Annesi o doğduktan bir yıl sonra gitmişti. Tam anlamıyla dönmemek üzere gitmişti. Kızımızı doğurmak için aldığı tedaviden kaynaklı bir mikrop kapmıştı ve kurtulması için bebekten vazgeçmesi gerekiyordu. O sıralar bebek umurumda değildi.Ona yalvarıp bebeği doğurmamasını söylemiştim ama tek söylediği o’na iyi bakmam gerektiğiydi. Kendini ölüme atmayı göze almış bir anneyi ne kadar engelleyebilirdiniz ki?

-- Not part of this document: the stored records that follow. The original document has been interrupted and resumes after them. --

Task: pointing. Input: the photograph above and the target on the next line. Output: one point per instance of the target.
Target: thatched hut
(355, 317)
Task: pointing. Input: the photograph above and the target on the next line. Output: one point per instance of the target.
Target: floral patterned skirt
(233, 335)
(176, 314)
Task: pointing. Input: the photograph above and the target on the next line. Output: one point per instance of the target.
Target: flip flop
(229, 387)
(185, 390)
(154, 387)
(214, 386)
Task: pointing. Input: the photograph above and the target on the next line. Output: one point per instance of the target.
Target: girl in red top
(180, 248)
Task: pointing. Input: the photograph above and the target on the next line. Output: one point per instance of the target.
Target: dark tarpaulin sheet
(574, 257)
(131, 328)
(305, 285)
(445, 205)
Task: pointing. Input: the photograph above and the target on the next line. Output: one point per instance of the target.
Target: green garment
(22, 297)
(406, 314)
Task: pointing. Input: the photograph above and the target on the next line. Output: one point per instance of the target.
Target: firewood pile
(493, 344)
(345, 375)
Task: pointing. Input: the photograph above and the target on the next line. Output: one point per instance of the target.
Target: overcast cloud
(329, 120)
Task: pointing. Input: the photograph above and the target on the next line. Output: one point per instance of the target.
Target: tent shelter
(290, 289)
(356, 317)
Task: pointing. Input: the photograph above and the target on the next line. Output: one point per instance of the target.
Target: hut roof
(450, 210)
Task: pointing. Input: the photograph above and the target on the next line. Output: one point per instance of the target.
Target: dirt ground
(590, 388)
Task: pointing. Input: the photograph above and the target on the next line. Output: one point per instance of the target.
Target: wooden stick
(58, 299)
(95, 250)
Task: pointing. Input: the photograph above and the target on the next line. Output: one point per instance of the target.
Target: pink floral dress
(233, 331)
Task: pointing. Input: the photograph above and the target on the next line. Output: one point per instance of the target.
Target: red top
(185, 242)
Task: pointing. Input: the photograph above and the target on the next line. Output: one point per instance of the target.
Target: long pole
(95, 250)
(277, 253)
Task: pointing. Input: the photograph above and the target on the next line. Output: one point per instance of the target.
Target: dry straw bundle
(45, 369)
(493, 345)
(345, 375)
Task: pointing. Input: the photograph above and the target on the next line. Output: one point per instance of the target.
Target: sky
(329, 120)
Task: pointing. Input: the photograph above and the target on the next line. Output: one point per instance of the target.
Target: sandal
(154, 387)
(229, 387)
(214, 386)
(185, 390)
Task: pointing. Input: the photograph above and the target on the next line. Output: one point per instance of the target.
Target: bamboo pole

Hikayemizin romanını yazmıştım ve biraz önce basılması için göndermiştim.. bu hikaye basıldığında ilk kopyasını Jongin’in ailesine gönderecektim. Belki o zaman torunlarını görmek isterlerdi.~12 yıl önce;
Jongin’e aşık olduğum da üniversiteyi yeni bitirmiştim ve genç bir gazeteciydim. O ise çalıştığım gazetenin sahibinin oğluydu. Her gördüğümde içimi titreten bir yüzü ve gülümsemesi vardı. Nazik , güçlü ve kesinlikle eğlenceliydi. İlk tanıştığımızda üzerinde siyah bir gömlek altında siyah dar bir kot pantolon vardı.Saçları hafif dağınık ama güzeldi. Ben ise basit bir siyah tişört ve kot pantolonla basım için hazırlanacak haberlerimi kontrol ediyordum. Odadan içeri girip beni görünce şaşkın bir şekilde –ki bana göre bu öldüresiye tatlıydı.- mırıldandı ve yaklaşıp elini uzattı.